Hemochromatosis with hyperdense liver

Case contributed by Ammar Ashraf
Diagnosis certain

Presentation

Abdominal pain. No fever, vomiting or change in bowel habits.

Patient Data

Age: 20 years
Gender: Male

Enlarged liver measuring 21.2 cm and showing homogenously increased parenchymal density (average density=95HU). Well distended gallbladder with multiple small radiopaque calculi; no signs of acute cholecystitis. The spleen is not visualized (past history of splenectomy).

The pancreas appears mildly atrophic. Multiple small soft tissue density mesenteric lymph nodes. Multiple small hyperdense left para-aortic lymph nodes (average density=64HU), particularly close to the left renal hilum.  Heterogeneous texture and coarse trabeculations in the scanned skeleton.

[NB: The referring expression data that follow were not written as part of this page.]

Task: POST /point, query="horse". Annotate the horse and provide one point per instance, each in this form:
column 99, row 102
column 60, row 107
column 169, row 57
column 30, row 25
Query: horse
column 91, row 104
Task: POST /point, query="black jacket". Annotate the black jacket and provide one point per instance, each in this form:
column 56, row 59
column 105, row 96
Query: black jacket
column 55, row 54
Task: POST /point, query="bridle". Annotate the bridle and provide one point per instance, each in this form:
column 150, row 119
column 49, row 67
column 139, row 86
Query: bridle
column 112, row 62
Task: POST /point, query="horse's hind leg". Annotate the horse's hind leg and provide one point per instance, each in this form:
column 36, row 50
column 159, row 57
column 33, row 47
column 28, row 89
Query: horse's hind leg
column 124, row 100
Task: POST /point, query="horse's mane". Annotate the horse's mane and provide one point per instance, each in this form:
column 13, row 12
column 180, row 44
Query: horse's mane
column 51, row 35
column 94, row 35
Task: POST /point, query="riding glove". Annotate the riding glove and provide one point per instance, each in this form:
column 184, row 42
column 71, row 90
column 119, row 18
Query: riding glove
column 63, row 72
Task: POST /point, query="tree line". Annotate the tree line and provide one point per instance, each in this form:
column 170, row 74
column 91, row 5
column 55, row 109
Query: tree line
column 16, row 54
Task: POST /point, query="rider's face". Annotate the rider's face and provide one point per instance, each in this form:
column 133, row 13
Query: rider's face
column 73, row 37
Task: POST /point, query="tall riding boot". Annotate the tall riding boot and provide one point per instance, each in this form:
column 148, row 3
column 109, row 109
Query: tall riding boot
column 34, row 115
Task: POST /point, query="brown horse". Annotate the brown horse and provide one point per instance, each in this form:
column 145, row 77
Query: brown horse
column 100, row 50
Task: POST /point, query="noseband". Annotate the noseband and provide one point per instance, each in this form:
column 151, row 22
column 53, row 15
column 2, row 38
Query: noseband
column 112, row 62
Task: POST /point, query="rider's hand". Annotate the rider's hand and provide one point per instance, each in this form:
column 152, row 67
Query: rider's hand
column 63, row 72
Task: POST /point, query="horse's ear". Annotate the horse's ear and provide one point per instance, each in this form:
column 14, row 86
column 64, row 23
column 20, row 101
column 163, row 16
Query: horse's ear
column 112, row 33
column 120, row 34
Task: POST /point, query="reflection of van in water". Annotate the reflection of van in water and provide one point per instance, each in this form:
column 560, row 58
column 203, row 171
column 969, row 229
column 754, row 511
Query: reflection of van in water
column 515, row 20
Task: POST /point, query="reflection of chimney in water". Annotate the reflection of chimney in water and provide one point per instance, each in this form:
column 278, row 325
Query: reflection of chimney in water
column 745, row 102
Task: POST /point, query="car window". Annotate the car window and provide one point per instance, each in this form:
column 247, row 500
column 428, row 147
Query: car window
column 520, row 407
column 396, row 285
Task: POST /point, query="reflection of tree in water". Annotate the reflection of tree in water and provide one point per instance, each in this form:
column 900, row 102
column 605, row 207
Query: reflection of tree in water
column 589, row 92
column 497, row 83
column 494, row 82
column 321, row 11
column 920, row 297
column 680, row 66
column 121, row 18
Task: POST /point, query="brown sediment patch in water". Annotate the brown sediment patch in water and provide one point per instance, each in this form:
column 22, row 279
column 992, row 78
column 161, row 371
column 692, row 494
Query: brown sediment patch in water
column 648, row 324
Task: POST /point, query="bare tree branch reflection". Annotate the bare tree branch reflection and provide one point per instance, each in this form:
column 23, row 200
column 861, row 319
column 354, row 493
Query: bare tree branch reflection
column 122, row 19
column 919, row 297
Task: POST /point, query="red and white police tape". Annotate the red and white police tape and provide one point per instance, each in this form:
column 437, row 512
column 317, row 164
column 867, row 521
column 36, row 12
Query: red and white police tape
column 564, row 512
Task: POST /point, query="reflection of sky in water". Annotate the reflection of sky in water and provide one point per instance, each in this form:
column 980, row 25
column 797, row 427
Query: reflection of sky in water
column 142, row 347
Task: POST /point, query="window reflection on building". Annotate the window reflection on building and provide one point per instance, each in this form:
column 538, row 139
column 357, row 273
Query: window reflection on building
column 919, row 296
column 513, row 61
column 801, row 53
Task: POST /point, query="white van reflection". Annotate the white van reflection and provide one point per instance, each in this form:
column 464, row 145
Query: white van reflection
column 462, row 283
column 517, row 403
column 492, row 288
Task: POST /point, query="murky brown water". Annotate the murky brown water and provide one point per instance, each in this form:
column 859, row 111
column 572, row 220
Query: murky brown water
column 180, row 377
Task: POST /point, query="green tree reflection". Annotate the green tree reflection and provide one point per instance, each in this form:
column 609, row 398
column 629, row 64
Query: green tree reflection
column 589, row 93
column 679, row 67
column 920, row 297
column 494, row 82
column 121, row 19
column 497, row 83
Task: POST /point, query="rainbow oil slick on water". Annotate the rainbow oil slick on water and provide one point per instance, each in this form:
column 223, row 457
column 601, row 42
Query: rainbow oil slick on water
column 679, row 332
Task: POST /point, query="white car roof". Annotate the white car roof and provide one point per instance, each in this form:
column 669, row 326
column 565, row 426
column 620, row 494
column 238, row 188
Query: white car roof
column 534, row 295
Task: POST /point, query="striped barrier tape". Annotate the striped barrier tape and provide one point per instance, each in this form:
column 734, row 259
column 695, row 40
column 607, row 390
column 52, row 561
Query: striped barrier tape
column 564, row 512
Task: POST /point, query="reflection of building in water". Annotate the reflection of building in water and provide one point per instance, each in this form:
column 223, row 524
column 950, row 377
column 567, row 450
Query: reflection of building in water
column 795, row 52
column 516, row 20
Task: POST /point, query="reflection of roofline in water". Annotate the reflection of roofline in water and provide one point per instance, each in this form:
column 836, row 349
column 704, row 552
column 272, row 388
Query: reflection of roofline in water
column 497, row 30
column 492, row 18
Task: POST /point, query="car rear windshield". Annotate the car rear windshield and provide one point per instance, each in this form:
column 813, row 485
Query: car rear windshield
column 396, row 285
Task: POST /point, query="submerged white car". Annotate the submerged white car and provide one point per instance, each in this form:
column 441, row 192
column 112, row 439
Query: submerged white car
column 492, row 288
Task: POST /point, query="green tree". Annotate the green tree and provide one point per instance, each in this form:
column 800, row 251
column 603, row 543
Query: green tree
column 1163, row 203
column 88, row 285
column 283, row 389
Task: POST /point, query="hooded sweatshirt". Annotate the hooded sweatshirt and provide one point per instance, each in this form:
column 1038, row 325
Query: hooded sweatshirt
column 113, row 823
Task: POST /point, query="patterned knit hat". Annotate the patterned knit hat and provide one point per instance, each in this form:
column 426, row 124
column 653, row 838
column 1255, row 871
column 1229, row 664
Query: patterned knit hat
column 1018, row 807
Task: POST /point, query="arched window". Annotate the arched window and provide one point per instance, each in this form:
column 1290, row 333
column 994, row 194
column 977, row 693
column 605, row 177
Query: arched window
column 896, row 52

Enlarged liver with diffusely hypointense signal on T1 and T2 weighted images (lower than the paraspinal muscles and bones), in keeping with iron overload. No obvious focal hepatic lesion or biliary dilatation.

Gallbladder shows multiple tiny stones. Diffuse bone marrow signal loss in the visualized bony skeleton. Pancreas and kidneys also show signs of iron deposition. Hyperdense left para-aortic lymph nodes noted on CT scan also show diffusely low signal intensity on T1 and T2-weighted images. Status post splenectomy. 

Case Discussion

The patient is a known case of thalassemia major. There is a history of multiple repeated blood transfusions, leading to secondary hemochromatosis with complications (hypoparathyroidism, secondary adrenal insufficiency, and diabetes mellitus). Past history of splenectomy.

Increased hepatic attenuation on CT is likely related to multiple repeated blood transfusions, leading to secondary hemochromatosis. Increased density left para-aortic lymph nodes were also likely related to the same disease process.